A variation of Borel-Cantelli Lemma 2

Question

This problem is from my midterm. I have not solved it since.

"Given a measure space $(X,M,\mu)$ and measurable sets $A_1,A_2,\dots$ s.t. $$\sum \mu(A_i)^2<\infty. $$ Give an example where the above condition is satisfied and $\mu(\cap_{m=1}^\infty \cup_{i=m}^\infty A_i)>0$. "

So I think of this example $A_i=(i,i+1/i)$. Clearly it does satisfy the above condition but does not satisfy the condition of Borel-Cantelli Lemma, so this may be the right example. But I cannot calculate $\mu(\cap_{m=1}^\infty \cup_{i=m}^\infty A_i)$ since clearly we cannot use continuity from above with the infinite intersection. Is is the right approach? How do I proceed?

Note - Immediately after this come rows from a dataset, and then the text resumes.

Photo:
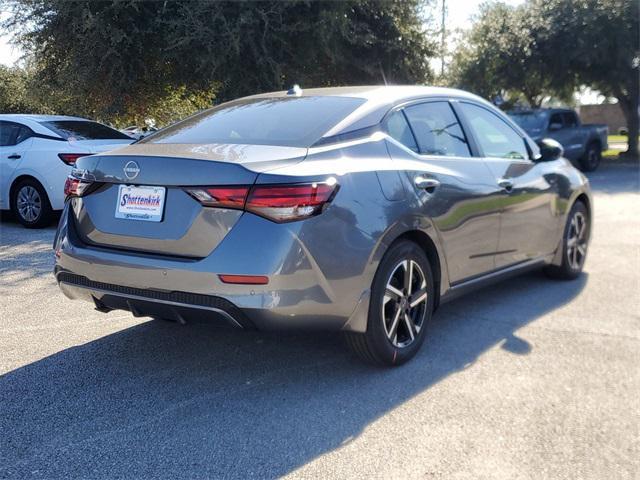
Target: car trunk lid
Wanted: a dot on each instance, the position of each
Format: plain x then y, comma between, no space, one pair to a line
184,226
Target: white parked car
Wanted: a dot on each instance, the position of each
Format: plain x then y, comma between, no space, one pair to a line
37,152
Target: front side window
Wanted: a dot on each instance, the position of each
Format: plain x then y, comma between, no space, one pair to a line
437,130
283,121
398,128
495,136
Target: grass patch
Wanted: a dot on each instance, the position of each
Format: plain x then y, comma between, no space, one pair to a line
617,138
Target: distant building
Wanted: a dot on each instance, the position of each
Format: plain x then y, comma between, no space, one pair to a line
609,114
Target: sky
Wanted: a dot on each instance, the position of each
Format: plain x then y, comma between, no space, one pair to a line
458,17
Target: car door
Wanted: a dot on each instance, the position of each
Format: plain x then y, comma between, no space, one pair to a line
456,189
575,141
14,141
528,201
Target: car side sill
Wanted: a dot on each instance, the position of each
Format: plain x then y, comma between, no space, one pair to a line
495,276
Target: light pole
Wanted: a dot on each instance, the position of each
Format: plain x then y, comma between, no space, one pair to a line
442,51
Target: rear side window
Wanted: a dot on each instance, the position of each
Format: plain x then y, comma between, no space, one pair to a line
84,130
13,133
398,128
437,129
495,136
284,121
556,119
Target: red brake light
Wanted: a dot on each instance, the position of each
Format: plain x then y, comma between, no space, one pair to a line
75,187
284,203
228,197
280,203
71,158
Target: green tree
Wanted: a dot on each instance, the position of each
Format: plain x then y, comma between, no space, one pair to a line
498,56
119,56
551,48
595,43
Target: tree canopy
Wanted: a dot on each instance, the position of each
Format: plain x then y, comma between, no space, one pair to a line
550,48
124,57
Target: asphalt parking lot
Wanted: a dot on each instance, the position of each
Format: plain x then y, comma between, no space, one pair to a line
527,379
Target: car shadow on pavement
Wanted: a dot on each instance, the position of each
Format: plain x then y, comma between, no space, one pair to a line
614,177
162,400
24,254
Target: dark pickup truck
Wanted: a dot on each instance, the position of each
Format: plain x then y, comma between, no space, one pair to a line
583,144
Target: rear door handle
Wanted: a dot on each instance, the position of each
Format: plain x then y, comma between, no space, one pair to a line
428,184
505,184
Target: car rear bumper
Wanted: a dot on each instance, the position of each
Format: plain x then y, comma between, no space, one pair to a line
178,306
298,296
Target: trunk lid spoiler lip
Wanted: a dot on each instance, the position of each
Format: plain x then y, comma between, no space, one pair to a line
253,158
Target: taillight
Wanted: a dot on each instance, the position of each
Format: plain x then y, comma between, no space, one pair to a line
284,203
280,203
75,187
229,197
71,158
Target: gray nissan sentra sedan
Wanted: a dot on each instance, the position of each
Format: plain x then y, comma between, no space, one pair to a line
358,209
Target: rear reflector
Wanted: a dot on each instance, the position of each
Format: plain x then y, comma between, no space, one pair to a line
71,158
280,203
245,279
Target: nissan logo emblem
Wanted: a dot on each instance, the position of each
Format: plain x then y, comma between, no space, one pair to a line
131,170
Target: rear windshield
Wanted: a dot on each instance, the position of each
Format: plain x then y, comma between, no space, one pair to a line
84,130
293,122
529,121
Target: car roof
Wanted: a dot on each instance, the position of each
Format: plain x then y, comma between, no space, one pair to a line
35,121
379,99
39,118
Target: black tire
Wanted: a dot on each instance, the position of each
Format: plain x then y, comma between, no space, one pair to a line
591,158
40,213
569,269
375,345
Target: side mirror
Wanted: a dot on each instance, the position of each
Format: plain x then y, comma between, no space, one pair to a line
550,150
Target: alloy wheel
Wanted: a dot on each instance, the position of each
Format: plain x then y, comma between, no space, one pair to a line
577,241
29,203
405,303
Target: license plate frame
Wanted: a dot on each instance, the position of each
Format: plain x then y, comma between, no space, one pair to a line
143,203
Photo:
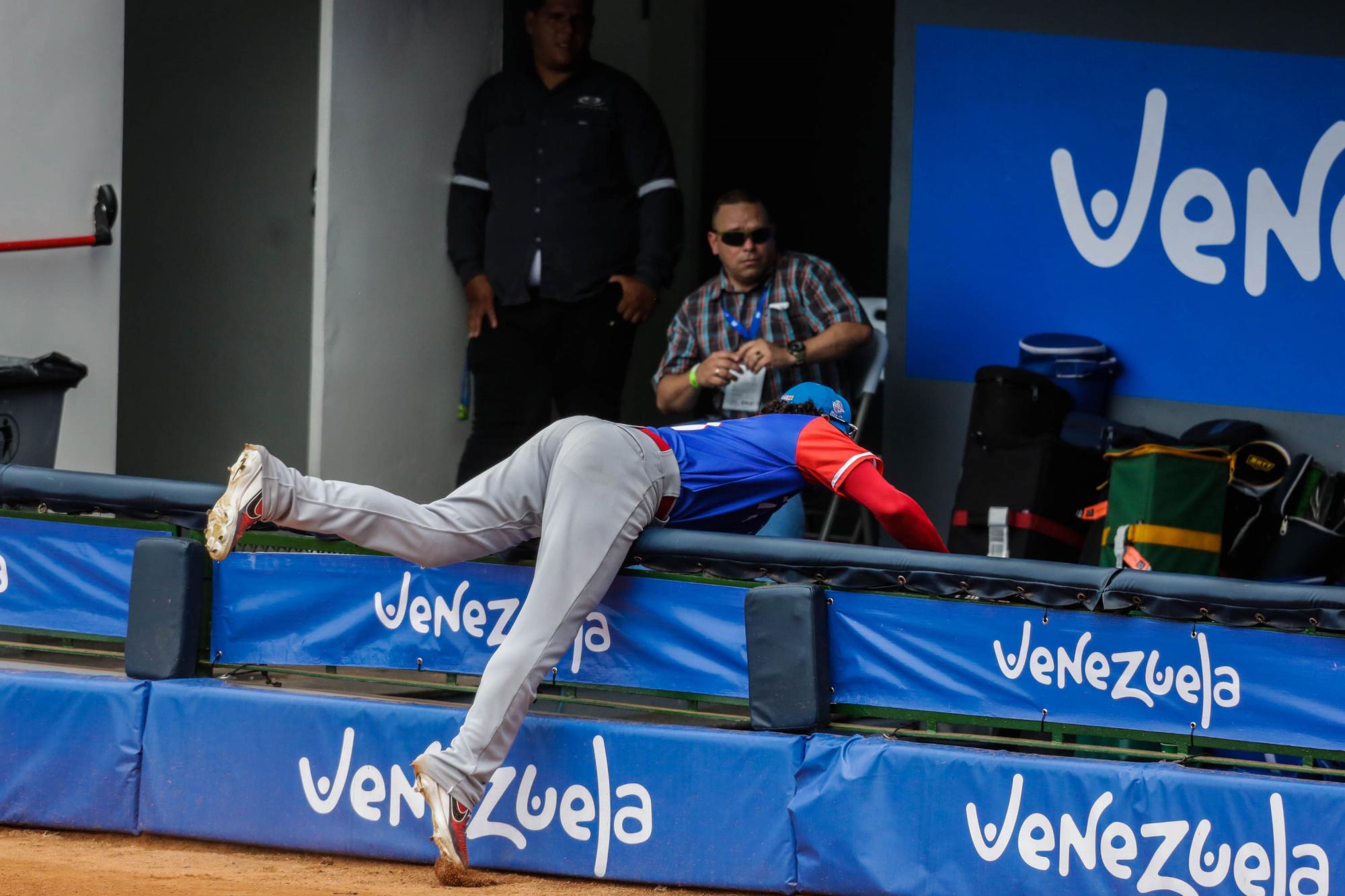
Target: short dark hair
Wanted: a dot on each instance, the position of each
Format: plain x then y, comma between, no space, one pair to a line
535,6
738,197
781,407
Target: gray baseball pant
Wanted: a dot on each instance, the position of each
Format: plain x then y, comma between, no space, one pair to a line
586,486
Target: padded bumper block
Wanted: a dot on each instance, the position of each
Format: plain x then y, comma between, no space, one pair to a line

Other examples would be great, too.

Thanks in advance

Answer 1

Let $(X_n)_{n\geq 1}$ be a sequence of independent Bernoulli random variables with $\mathbb{P}\{X_n=0\} = \frac{1}{n}$ for all $n\geq 1$. Consider the events $$ A_n \stackrel{\rm def}{=} \{X_n =0\} $$ so that $\mathbb{P}(A_n)=1/n$. Clearly, we have $\sum_{n=1}^\infty \mathbb{P}(A_n)^2 < \infty$. However, by the second Borel-Cantelli lemma, $$ \mathbb{P}(\limsup_{n\to\infty}A_n) = 1 > 0 $$ (since the events are independent, and $\sum_{n=1}^\infty \mathbb{P}(A_n) = \infty$).

Answer 2

It is worth noting that you can do without the second Borel Cantelli lemma, exactly as you intuited.

On $[0,1]$ embedded with the Lebesgue measure measure on the Borel sets (hence a probability measure), consider $H_i$ the $i$-th harmonic number $H_i=\sum_{1 \le j \le i} 1/j$

Set

• $A_i=(\text{fractional part of }H_i, \text{fractional part of} H_{i+1})$ if $H_i$ and $H_{i+1}$ have the same integer part,
• $A_i =\emptyset$ otherwise.

Then it is not hard to prove that $$\limsup A_i=]0,1[,$$ hence has Lebesgue measure 1.

(Any increasing diverging sequence whose increments vanish in such a way their squares are summable will also do).